This is a recipe I’ve taken from Hugh Fearnley-Whittingstall who I think is magic. It can be used for savory pies, Cornish pasties, old school vol-a-vents…..
Main tips are to have the butter super cold, don’t handle the pastry much and let it rest once you’ve made it.
Ingredients
3/4 cup plus 2 tablespoons cold butter cut into little cubes
3 cups unbleached all purpose flour
A big pinch of salt
Iced water
1 egg yolk (always always free range) with a splash of milk to glaze
What to do
- Put the little cubes/chunks of cold butter into the flour and salt and coat them all. This feels really nice on your hands.

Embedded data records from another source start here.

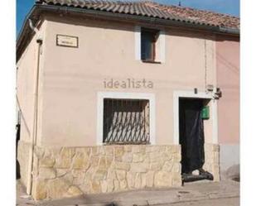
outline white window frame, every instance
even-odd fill
[[[210,100],[212,117],[212,142],[218,144],[218,108],[217,100],[213,98],[212,93],[206,93],[205,92],[198,92],[195,93],[193,91],[174,91],[173,92],[173,143],[179,145],[180,143],[180,132],[179,132],[179,99],[180,98],[205,98]]]
[[[135,48],[135,60],[142,60],[141,58],[141,38],[142,38],[142,27],[141,26],[135,26],[134,28],[134,48]],[[146,28],[147,26],[145,26]],[[164,30],[161,30],[159,31],[159,48],[158,50],[156,49],[156,52],[157,58],[156,61],[160,63],[165,63],[166,61],[166,32]]]
[[[145,99],[149,101],[149,141],[150,145],[156,143],[156,107],[155,94],[148,93],[118,93],[118,92],[98,92],[97,100],[97,145],[104,144],[104,99]]]

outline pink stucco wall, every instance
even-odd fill
[[[104,91],[154,93],[156,143],[173,143],[173,91],[205,90],[205,34],[165,29],[166,61],[156,65],[136,60],[135,24],[50,16],[46,21],[39,145],[95,145],[97,92]],[[57,34],[78,36],[79,48],[56,46]],[[206,45],[207,83],[215,85],[214,36],[207,36]],[[111,78],[146,79],[154,88],[105,89]]]
[[[222,91],[218,102],[219,141],[239,142],[239,41],[217,38],[217,84]]]

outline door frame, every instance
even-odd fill
[[[204,98],[210,100],[210,117],[212,117],[212,140],[213,144],[218,143],[218,108],[217,100],[213,98],[212,93],[197,92],[188,90],[176,90],[173,92],[173,143],[180,144],[179,126],[179,100],[180,98]]]

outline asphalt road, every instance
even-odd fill
[[[239,206],[239,198],[223,198],[154,206]]]

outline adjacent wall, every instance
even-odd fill
[[[239,163],[239,41],[218,37],[219,141],[222,170]]]

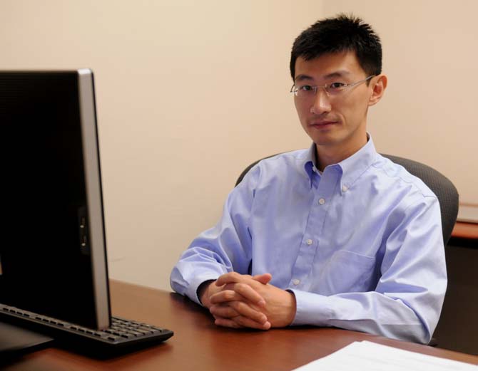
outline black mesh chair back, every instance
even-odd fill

- Add a little iced water and keep adding ’til all the flour is wet enough to make into a ball. It is probably about half a pint, but just add little scooshes at a time. Don’t make it too sticky.
- Flour your surface and shape the dough with your hands to a fat rectangle. Don’t handle it much as you want to keep the block cold.
- Roll it out with a rolling pin (glass bottle if you don’t have one) keeping the rectangular shape
- When the dough is about 3/4 inch fold the far third towards you and the near third back over that so you have a rectangle a third of the size and 3 times as thick.
- Turn the rectangle 90 degrees and then roll back out making another long rectangle
- When it is about 3/4 inch think again fold the far third towards you and the near third back over that like you did before
- Repeat about 5 or 6 times dusting with flour when you need to.
- If it becomes at all sticky (due to a warm room) pop it in the fridge for a while, dust with flour and try again.
- When you’ve finished put it in the fridge for at least an hour
Pie fillings to follow later, got to go chainsawing now with my honey.